S.O.S. – Uomo in mare

In questi giorni si parla molto della questione migranti, in particolare dopo che l’epopea dell’Aquarius, la nave che trasportava 629 migranti, è diventata il manifesto politico di vari esponenti del Governo che si sono serviti di questa vicenda per esternare le loro convinzioni in merito all’accoglienza.

 

La questione dei migranti però, prima che politica, è una questione umanitaria. O meglio ancora, umana.

Perché su quella nave, come su molte altre navi non assurte alle cronache ma comunque presenti sulle rotte marittime, ci sono persone. Persone alle quali vanno garantiti i diritti umani e quelli universali, non ultimo quello alla salute.

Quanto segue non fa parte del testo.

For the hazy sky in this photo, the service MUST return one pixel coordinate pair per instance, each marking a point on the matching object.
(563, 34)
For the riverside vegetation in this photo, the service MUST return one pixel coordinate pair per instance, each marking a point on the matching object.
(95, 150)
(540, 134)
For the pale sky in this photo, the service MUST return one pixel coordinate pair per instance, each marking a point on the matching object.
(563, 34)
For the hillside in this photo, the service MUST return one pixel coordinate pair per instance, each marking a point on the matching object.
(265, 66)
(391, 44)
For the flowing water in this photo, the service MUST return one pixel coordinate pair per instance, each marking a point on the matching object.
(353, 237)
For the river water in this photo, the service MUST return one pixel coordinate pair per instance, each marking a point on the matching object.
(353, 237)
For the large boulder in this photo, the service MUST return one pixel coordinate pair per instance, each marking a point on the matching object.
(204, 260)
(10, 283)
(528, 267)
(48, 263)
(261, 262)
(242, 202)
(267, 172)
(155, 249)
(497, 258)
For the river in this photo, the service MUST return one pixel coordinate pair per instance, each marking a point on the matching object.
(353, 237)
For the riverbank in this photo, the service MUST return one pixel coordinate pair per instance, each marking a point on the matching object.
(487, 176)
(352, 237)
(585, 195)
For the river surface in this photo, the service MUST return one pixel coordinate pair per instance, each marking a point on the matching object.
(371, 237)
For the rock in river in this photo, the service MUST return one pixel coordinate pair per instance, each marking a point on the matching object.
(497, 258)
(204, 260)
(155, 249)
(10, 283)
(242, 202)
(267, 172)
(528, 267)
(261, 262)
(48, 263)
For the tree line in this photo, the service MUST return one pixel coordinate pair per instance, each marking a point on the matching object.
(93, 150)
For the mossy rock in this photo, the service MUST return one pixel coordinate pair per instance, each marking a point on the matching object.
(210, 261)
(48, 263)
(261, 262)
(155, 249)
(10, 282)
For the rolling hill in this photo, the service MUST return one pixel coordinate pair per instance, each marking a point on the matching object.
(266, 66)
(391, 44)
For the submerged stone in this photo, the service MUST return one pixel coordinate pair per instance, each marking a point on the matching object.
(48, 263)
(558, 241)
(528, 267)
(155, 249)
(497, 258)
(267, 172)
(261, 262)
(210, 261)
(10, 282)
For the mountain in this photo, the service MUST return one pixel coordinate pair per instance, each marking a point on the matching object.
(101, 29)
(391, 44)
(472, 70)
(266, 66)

La polemica sta a zero quando si parla di salute sulle navi, o sui barconi, o su qualunque mezzo trasporti uomini, donne e bambini che lasciano la loro terra perché la loro casa, da luogo di conforto diventa luogo da cui scappare.

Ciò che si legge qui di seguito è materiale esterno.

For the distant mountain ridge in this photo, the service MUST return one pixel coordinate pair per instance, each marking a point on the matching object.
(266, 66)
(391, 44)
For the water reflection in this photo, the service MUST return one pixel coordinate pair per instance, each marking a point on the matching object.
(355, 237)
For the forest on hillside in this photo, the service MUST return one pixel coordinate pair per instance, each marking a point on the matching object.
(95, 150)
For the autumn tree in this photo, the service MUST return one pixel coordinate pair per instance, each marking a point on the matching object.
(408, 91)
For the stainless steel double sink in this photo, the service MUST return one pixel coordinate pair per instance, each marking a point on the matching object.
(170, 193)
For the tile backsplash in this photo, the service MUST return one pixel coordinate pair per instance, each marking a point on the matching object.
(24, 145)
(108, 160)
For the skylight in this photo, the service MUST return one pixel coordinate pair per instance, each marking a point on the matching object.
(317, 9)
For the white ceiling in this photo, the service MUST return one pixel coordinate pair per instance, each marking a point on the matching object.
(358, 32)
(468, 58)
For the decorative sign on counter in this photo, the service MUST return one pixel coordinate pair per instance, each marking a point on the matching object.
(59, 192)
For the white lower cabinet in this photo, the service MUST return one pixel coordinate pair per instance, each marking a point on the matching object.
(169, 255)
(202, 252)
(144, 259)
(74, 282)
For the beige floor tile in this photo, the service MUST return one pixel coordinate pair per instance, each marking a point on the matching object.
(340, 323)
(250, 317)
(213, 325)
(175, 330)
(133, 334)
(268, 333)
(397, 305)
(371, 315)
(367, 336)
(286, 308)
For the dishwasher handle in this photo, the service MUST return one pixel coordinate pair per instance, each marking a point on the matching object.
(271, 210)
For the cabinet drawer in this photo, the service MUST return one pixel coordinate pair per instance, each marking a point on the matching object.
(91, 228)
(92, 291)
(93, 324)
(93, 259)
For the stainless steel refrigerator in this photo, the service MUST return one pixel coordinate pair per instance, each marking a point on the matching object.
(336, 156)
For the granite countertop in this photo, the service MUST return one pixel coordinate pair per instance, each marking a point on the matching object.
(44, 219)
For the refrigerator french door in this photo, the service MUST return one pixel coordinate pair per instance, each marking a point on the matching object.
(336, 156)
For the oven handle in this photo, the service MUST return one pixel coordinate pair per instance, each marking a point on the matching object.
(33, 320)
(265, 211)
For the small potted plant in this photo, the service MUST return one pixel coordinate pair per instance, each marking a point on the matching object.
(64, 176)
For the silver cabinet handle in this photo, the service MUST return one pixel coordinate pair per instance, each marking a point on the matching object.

Non sono persone in crociera su uno yacht, sono persone che rischiano la vita in mare e che spesso partono in condizioni di salute già precarie, impossibilitate a usufruire delle cure necessarie nei loro paesi.

Lo spaccato umano che si presenta lì, in mezzo alle acque, impone dunque una riflessione anche di tipo sanitario, e non solo relativa allo stato di emergenza. Cosa accade a chi ha bisogno di cure? E cosa accade dopo, sulla terraferma?

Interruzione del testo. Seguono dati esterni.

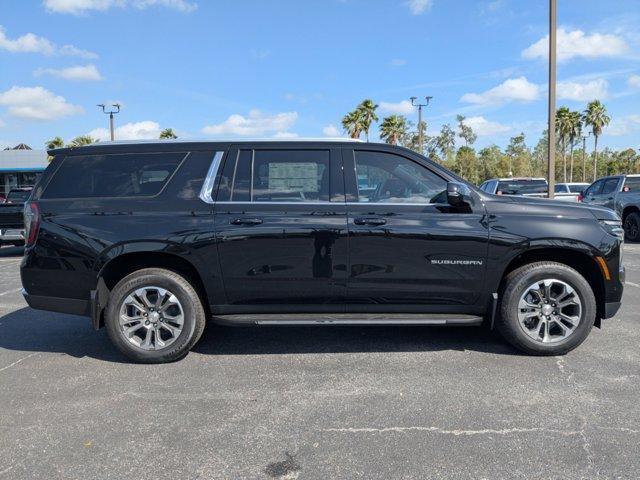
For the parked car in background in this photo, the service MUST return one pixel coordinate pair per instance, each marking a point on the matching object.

Non si contano i casi di decessi in mare o quelli di persone che denutrite e disidratate rischiano la vita, e anche volendo tralasciare la questione morale – anche se, si badi bene, scindere la questione morale da tutto il resto del comparto di questioni che riguardano i profughi, sarebbe quantomeno irresponsabile – si pone un’emergenza clinica, igienica, assistenziale.

Laddove possibile, le equipe mediche intervengono direttamente in loco, raggiungendo i mezzi di trasporto e operando sui casi particolarmente drammatici, ma c’è da dire che un lavoro enorme viene fatto dai volontari che accolgono i migranti una volta che raggiungono la terraferma e ne valutano lo stato di salute, per indirizzarli eventualmente ai centri medici.

È pur vero che negli spostamenti successivi, quelli che impongono alle persone di raggiungere i luoghi d’accoglienza deputati, c’è un grande rischio di perdita di presa in carico.

Quanti pazienti si perdono, tra uno spostamento e l’altro? Che aderenza alle terapie c’è, da parte di chi ha come obiettivo primario quello di trovare un ricovero per i figli?

Un dato certo non c’è, quello che però sappiamo è che curarsi dovrebbe essere un diritto di tutti, e che se così non è, lo stato di diritto fallisce.